Class of English steam locomotive

The LNER Class Y10 was a class of two 0-4-0T geared steam locomotives built by Sentinel Waggon Works for the London and North Eastern Railway and introduced in 1930. The LNER numbered them 8403 and 8404 but they were later re-numbered 8186 and 8187. This was the second use of the classification Y10 by the LNER. The first was for an ex-North British Railway 0-4-0 steam tender locomotive, withdrawn 1925.

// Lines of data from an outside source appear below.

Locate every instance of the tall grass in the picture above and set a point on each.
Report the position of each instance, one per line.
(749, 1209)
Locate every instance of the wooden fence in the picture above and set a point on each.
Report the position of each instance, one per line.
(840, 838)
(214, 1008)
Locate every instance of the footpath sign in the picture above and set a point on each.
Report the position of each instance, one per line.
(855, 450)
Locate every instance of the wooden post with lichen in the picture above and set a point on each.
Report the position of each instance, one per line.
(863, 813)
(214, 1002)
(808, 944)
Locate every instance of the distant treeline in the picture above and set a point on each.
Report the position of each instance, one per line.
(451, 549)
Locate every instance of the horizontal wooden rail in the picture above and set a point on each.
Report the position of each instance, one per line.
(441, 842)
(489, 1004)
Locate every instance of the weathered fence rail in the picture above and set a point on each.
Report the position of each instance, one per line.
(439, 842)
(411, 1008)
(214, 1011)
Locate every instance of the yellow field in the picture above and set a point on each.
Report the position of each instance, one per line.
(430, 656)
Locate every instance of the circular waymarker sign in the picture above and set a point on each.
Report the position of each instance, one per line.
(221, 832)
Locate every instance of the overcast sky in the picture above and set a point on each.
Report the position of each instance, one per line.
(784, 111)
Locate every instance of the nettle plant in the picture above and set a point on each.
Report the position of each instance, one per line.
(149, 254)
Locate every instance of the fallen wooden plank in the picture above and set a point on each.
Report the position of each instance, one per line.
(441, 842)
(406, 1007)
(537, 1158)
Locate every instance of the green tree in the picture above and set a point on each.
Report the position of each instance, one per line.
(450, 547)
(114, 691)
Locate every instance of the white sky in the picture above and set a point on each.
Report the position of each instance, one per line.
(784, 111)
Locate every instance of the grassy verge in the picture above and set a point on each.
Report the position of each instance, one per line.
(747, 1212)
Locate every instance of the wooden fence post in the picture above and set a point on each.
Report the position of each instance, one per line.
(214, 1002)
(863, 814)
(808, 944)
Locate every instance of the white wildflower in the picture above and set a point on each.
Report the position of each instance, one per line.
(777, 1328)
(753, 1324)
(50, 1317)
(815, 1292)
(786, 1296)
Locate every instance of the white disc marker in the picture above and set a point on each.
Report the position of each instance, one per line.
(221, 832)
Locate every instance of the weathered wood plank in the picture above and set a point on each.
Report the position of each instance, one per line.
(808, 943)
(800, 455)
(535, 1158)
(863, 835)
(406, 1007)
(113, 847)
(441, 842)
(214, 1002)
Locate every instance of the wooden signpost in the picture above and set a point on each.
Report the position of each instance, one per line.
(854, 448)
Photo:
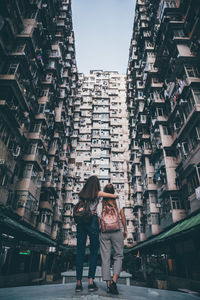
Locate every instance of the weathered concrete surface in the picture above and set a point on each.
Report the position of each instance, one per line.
(67, 291)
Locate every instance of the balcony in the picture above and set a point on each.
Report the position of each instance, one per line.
(13, 82)
(34, 158)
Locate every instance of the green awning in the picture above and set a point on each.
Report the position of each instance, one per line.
(182, 227)
(185, 226)
(22, 232)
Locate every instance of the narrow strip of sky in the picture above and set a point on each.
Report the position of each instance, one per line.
(103, 31)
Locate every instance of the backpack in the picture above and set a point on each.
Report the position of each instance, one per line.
(82, 213)
(110, 220)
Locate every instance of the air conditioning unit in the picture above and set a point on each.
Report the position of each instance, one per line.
(36, 212)
(2, 162)
(16, 152)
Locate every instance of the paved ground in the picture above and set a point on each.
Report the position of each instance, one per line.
(64, 292)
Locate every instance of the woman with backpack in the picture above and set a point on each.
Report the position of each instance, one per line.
(89, 196)
(113, 229)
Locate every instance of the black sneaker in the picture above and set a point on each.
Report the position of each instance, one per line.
(92, 287)
(112, 289)
(78, 288)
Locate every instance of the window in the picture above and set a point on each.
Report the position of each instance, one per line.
(191, 71)
(166, 130)
(41, 108)
(35, 127)
(160, 111)
(193, 182)
(12, 69)
(155, 219)
(197, 96)
(32, 148)
(179, 33)
(27, 171)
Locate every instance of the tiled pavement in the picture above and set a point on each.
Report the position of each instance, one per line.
(64, 292)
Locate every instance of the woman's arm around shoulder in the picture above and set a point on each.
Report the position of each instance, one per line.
(106, 195)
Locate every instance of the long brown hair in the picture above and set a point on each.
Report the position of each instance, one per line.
(90, 189)
(109, 188)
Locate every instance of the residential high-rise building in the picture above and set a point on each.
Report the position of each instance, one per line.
(100, 143)
(38, 78)
(163, 98)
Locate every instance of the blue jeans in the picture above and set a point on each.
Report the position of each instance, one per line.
(82, 231)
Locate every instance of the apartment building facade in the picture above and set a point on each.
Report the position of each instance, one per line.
(163, 98)
(38, 80)
(100, 142)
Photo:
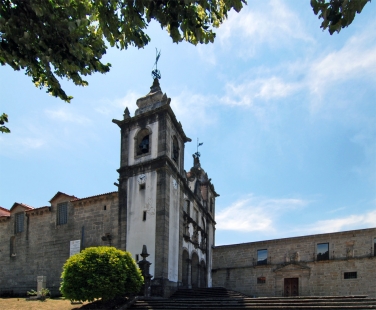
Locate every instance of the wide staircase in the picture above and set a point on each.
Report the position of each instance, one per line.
(221, 298)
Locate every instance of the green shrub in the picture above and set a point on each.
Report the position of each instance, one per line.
(100, 272)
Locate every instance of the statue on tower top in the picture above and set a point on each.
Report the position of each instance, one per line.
(156, 74)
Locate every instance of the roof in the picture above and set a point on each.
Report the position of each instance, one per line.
(4, 212)
(24, 205)
(80, 199)
(37, 210)
(61, 193)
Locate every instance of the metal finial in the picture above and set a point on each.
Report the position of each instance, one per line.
(156, 74)
(198, 144)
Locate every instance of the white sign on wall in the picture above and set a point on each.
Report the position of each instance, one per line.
(75, 246)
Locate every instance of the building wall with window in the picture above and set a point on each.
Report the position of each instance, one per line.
(36, 241)
(342, 263)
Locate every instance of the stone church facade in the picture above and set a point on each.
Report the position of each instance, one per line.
(172, 212)
(158, 204)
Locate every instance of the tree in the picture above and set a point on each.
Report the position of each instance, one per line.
(67, 38)
(3, 120)
(337, 14)
(100, 272)
(54, 39)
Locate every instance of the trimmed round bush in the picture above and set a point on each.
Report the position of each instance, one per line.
(100, 272)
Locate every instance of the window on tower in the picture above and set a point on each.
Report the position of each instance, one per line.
(175, 149)
(142, 142)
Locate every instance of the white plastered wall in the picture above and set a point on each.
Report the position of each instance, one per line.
(173, 242)
(140, 232)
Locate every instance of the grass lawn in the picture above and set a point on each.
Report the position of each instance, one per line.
(49, 304)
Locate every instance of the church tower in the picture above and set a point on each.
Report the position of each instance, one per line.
(155, 197)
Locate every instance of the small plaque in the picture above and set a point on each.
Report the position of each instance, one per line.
(75, 247)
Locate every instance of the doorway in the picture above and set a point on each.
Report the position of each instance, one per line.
(291, 287)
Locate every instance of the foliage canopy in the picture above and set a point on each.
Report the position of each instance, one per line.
(67, 38)
(100, 272)
(337, 14)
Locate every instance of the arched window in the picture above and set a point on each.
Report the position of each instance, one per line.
(142, 142)
(175, 150)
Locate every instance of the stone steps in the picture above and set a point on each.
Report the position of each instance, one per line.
(220, 298)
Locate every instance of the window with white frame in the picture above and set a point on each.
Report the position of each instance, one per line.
(19, 222)
(62, 213)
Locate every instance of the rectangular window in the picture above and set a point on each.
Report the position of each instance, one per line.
(350, 275)
(186, 206)
(262, 257)
(19, 224)
(62, 213)
(322, 251)
(144, 216)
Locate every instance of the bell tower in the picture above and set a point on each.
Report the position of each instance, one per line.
(151, 185)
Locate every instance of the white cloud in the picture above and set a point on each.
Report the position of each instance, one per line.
(354, 221)
(112, 107)
(255, 213)
(276, 28)
(262, 88)
(194, 110)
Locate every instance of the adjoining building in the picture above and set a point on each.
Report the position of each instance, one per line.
(333, 264)
(172, 212)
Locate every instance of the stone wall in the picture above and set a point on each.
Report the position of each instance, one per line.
(42, 247)
(236, 266)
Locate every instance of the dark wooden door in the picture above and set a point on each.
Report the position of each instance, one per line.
(291, 287)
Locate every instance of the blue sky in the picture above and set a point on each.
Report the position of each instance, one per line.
(287, 114)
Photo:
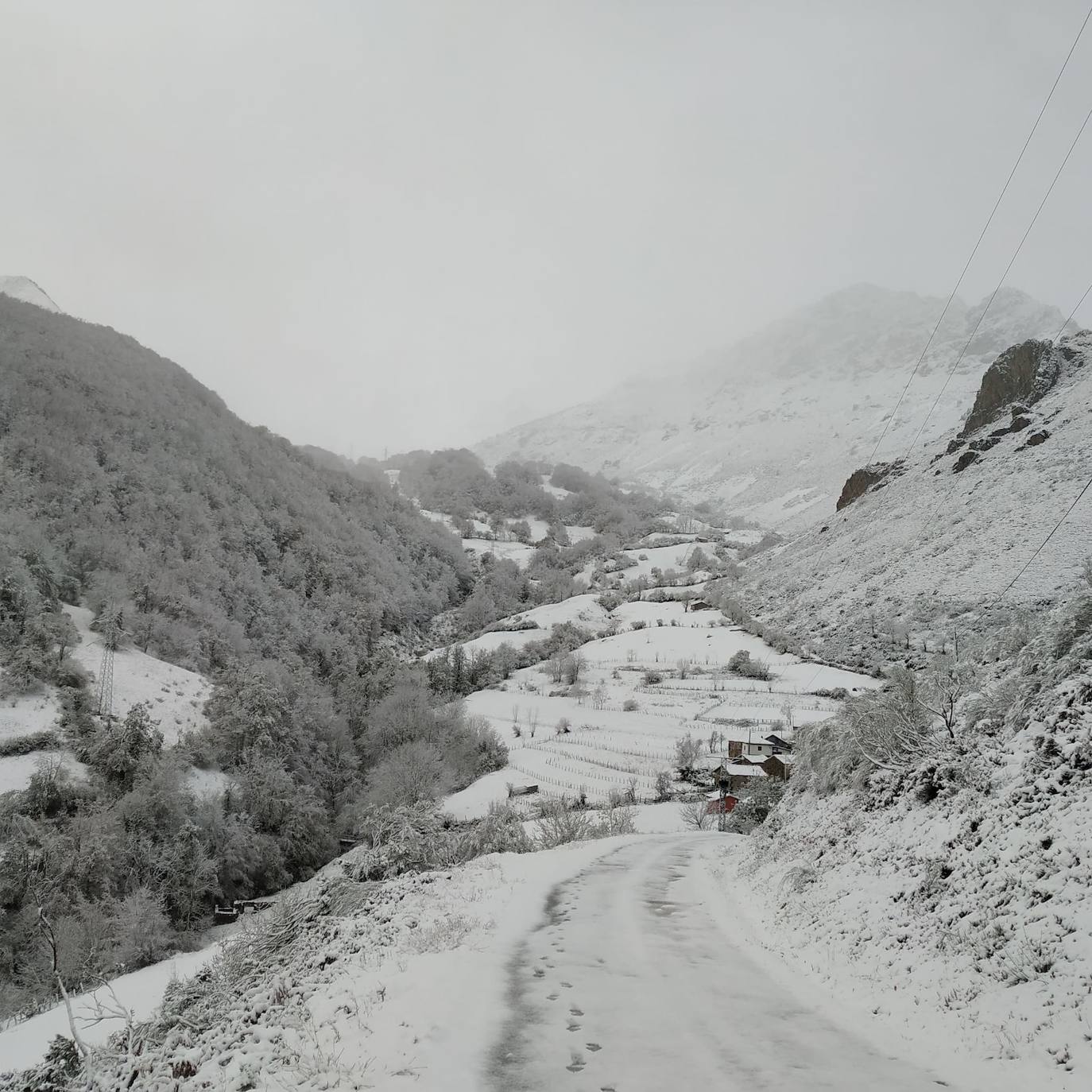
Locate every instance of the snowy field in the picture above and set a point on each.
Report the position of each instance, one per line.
(591, 962)
(176, 699)
(622, 730)
(24, 1044)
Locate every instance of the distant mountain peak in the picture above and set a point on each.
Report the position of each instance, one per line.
(24, 288)
(771, 426)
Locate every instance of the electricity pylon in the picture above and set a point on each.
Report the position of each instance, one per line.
(110, 638)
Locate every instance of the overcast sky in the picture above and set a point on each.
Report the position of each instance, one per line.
(408, 224)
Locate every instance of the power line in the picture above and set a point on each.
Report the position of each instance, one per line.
(1016, 254)
(982, 235)
(1041, 548)
(1072, 312)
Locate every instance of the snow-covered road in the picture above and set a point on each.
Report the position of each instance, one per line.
(634, 982)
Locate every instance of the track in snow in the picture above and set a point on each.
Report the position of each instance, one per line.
(630, 986)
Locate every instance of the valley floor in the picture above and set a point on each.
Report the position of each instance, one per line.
(615, 964)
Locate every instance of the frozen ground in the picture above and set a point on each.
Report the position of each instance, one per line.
(175, 695)
(622, 729)
(607, 964)
(24, 1044)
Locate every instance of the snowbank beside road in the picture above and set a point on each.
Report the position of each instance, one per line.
(401, 980)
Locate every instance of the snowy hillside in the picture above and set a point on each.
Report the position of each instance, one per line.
(952, 530)
(780, 420)
(22, 288)
(948, 887)
(175, 698)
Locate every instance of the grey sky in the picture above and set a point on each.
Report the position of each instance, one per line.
(413, 224)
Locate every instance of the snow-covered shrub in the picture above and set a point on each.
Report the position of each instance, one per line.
(1075, 625)
(688, 751)
(558, 825)
(618, 819)
(695, 814)
(57, 1072)
(743, 665)
(663, 785)
(210, 997)
(394, 840)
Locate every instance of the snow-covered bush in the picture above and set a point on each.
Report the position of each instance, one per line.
(753, 809)
(743, 664)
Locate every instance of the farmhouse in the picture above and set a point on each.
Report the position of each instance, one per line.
(767, 746)
(738, 776)
(720, 805)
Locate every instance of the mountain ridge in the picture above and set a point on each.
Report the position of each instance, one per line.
(773, 427)
(29, 292)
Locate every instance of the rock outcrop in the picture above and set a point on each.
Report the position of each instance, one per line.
(869, 478)
(1019, 378)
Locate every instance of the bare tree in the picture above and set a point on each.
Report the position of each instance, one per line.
(600, 695)
(891, 727)
(695, 814)
(947, 682)
(687, 753)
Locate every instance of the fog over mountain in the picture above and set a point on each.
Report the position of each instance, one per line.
(774, 424)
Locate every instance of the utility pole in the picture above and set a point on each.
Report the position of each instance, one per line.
(110, 639)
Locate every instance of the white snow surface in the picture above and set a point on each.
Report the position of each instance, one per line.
(22, 288)
(774, 425)
(175, 695)
(933, 540)
(24, 1044)
(610, 964)
(610, 747)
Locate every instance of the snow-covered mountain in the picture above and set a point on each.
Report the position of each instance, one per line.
(945, 533)
(23, 288)
(776, 423)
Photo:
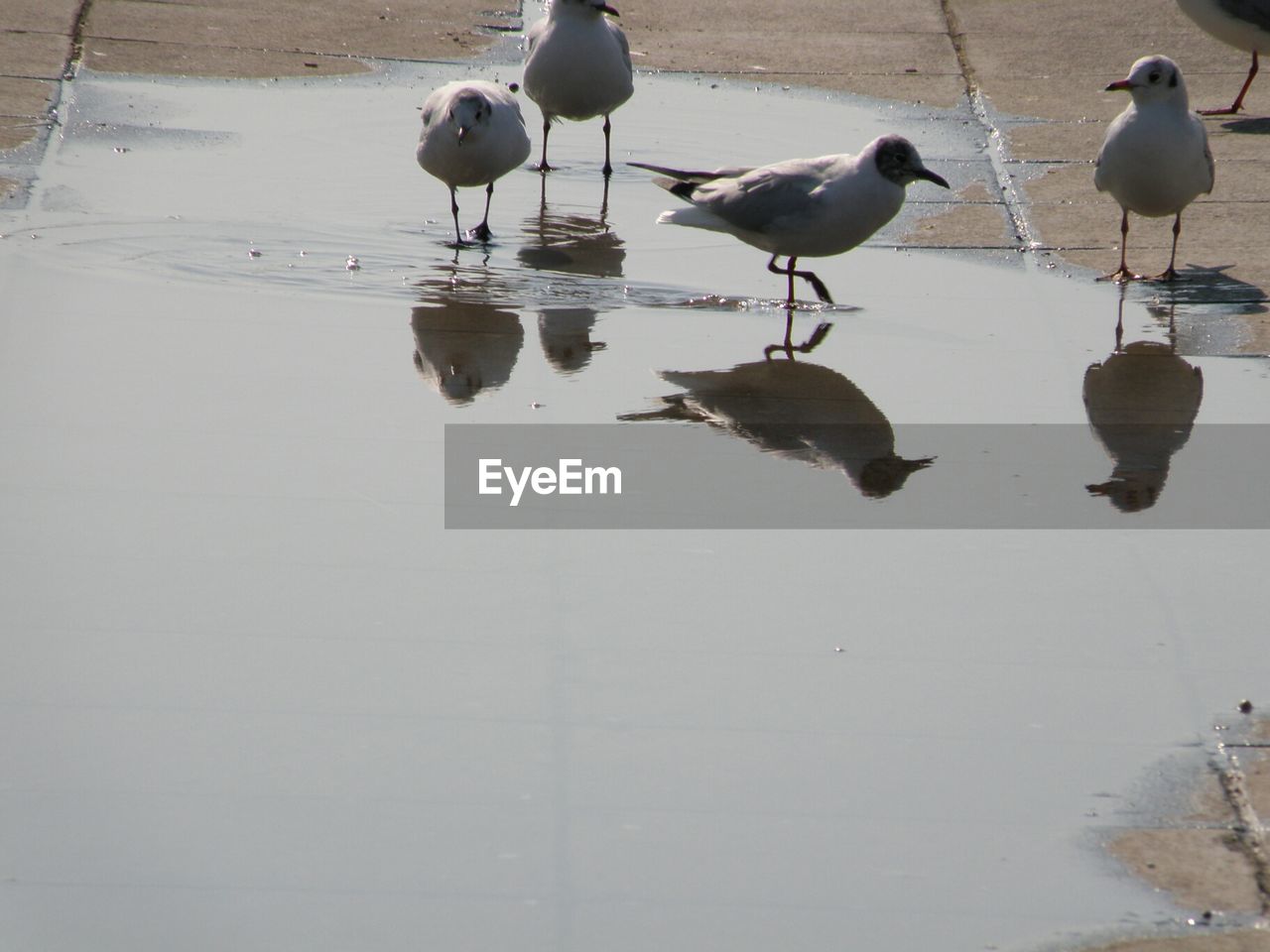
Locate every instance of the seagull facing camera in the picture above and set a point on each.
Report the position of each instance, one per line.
(1155, 160)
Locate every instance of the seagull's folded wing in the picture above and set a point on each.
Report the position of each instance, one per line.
(757, 199)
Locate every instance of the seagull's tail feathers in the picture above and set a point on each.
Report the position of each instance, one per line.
(683, 182)
(694, 217)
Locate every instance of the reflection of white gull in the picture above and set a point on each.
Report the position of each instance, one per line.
(566, 336)
(572, 244)
(472, 134)
(578, 66)
(462, 348)
(801, 207)
(1155, 160)
(1142, 403)
(799, 412)
(1245, 24)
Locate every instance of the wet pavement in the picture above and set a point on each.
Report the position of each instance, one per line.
(259, 696)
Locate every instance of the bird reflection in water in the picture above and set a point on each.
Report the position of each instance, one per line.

Both the Sentinels passed into British Railways ownership in 1948 but 8187 was withdrawn almost immediately. Number 8186 was allocated the BR number 68186, but never actually carried it, and was withdrawn in 1952.

== Power unit ==
The superheated vertical water-tube boiler and the motor were similar to those used in Sentinel steam wagons. Each locomotive had two 2-cylinder engines, giving a total of 200 hp. The engines had poppet valves and reversing was by sliding camshaft. The advantage of the water-tube boiler was that steam could be raised much more quickly than with a conventional fire-tube boiler.

==Transmission==
Final drive to the wheels was by sprocket and chain. There was a two-speed gearbox but gears could only be changed while the locomotive was stationary. Tractive effort was:
- Low gear 11435 lbf
- High gear 7965 lbf

==Usage==

These locomotives were intended for service on the Wisbech and Upwell Tramway and had several tram engine features. These included cowcatchers and sideplates and a cab at each end, similar to the GER Class C53 locomotives which already worked on the line.

They were not a great success on the Wisbech and Upwell and both were moved to Yarmouth in May 1931 to work the quayside line.